勿忘草―愛を語る花言葉―
そっか、もうそんな時期か。
「いつ?」
「えっとねー、あれっ、ちょっと待って」
凪咲らしいド忘れに自然と笑いが出てくる。
バックの中から携帯を取出すと、カチカチと携帯のボタンを鳴らしていた。
「あった。ほら、隼人見て〜!!」
嬉しそうに差し出してきた携帯を受け取り、画面を覗きこんだ。
「廉次からか、懐かしいな」
俺が卒業して一年。
出張や接待、付き合いや飲み会、とにかく仕事が忙しくてサークルには全然顔を出せなかった。

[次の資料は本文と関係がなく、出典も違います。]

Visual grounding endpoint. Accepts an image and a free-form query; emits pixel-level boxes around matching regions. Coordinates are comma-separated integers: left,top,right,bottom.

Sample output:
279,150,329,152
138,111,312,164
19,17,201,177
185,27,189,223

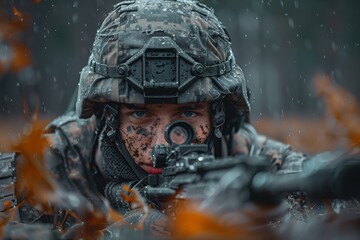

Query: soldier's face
119,102,211,174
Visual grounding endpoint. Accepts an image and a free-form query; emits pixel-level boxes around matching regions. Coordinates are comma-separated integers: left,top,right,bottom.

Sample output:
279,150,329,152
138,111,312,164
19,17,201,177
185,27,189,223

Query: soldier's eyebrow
177,103,209,111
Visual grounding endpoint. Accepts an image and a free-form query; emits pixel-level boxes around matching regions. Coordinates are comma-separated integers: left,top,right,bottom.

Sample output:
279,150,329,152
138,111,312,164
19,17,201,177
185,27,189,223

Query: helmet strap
211,99,225,139
205,99,225,157
104,104,147,179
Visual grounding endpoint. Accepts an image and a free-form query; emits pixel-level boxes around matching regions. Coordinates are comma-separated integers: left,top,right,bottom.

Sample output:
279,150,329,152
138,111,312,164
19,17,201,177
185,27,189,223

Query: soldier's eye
182,111,196,118
131,111,145,118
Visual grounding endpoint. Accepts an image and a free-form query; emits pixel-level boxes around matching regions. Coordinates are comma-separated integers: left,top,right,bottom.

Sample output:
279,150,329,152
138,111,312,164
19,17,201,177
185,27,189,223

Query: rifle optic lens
165,121,194,145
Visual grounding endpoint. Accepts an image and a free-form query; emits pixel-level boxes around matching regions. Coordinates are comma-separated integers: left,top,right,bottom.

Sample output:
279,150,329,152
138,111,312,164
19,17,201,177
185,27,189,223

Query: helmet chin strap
104,99,225,179
104,104,147,179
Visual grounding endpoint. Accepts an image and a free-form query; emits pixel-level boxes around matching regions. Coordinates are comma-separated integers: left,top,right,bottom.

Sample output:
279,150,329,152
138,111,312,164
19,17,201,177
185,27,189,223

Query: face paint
119,102,211,174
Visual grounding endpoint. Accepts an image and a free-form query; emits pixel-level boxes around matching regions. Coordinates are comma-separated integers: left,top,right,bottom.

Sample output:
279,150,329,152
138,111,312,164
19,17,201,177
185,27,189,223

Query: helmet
76,0,250,135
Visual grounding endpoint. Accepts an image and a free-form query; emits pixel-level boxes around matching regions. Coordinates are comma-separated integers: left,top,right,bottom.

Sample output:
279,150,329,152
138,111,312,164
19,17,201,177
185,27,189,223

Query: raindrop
288,18,295,29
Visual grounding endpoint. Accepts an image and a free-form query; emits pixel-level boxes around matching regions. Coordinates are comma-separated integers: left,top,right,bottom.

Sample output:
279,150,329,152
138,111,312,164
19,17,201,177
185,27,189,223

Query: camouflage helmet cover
76,0,250,122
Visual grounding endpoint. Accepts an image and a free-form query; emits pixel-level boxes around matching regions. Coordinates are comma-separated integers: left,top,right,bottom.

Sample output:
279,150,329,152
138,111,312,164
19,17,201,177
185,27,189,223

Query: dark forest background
0,0,360,122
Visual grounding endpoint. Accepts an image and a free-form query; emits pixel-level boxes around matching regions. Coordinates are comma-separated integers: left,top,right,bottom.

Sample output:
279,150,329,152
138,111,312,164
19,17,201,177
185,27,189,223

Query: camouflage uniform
3,0,352,237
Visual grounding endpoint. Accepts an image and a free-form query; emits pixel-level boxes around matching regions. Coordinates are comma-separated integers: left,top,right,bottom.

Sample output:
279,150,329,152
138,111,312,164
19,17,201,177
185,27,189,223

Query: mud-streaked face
119,102,211,174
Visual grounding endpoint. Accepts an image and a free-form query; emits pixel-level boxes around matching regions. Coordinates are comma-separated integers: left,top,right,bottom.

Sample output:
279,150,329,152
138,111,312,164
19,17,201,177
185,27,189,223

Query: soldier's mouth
142,165,162,174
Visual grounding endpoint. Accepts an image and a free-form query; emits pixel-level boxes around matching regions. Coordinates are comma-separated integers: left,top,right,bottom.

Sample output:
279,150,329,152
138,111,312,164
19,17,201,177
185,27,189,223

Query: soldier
6,0,358,239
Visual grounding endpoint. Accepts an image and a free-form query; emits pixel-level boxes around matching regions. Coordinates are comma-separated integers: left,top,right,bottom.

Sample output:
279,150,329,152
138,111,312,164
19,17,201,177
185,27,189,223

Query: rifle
145,121,360,207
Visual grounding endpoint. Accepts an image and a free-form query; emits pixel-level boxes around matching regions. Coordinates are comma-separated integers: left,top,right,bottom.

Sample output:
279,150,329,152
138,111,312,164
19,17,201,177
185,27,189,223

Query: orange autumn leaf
12,117,56,213
119,185,149,230
172,202,274,240
315,76,360,147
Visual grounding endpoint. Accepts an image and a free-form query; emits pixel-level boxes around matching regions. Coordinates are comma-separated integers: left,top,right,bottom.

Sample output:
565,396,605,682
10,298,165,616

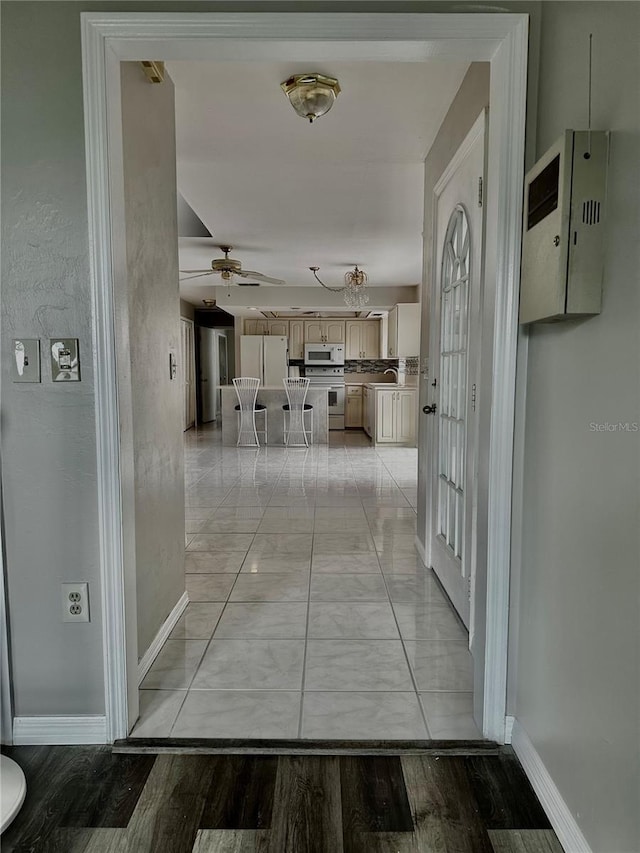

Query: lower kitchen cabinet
344,385,362,429
368,388,417,446
362,385,376,438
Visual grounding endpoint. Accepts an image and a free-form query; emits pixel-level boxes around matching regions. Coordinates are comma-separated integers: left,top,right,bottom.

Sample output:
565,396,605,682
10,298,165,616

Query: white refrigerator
237,335,288,388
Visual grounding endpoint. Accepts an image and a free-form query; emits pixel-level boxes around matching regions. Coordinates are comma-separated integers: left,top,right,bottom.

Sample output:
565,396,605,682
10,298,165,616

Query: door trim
81,12,528,742
424,108,489,628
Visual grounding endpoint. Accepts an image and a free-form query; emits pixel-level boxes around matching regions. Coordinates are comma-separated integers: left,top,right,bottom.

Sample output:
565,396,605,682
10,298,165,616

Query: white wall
121,62,184,657
511,2,640,853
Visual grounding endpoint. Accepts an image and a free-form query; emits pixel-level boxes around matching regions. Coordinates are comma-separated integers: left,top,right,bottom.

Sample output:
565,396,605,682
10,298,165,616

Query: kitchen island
221,385,329,447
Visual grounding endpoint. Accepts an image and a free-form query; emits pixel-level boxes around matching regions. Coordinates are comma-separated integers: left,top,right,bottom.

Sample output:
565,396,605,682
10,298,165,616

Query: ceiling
168,60,468,304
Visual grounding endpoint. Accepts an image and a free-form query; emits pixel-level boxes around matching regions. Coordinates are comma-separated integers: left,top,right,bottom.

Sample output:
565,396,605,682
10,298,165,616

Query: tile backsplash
344,358,398,373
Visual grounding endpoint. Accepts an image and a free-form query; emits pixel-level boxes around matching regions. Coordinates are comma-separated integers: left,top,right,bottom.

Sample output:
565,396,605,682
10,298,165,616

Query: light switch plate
49,338,80,382
11,338,40,382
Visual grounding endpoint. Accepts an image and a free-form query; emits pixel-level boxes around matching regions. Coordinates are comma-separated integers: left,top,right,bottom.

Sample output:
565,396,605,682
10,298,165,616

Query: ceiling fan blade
178,270,213,281
236,270,286,285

メールの送信相手は俺の後輩で、凪咲の先輩にあたる菊地廉次(キクチレンジ)から。
「みんなね、隼人が忙しそうだから誘うの遠慮してるみたい。来れそう?」
そう言いながら上目遣いで俺の顔を覗き込んでくる。
はぁ……反則だろ……。
そんな何気ない姿にドキッとさせられるんだけど、当の本人はまったく自覚なし。
悔しいから教えてやらない。
「それにね、華先輩も祥子先輩も昴先輩も来るって!!」
凪咲が言う懐かしい名前に顔が緩んでいく。
大学時代サークルで仲がよかった俺とタメのメンバー。
卒業してからというもの、お互いの時間が合わずになかなか会えなかったんだよな。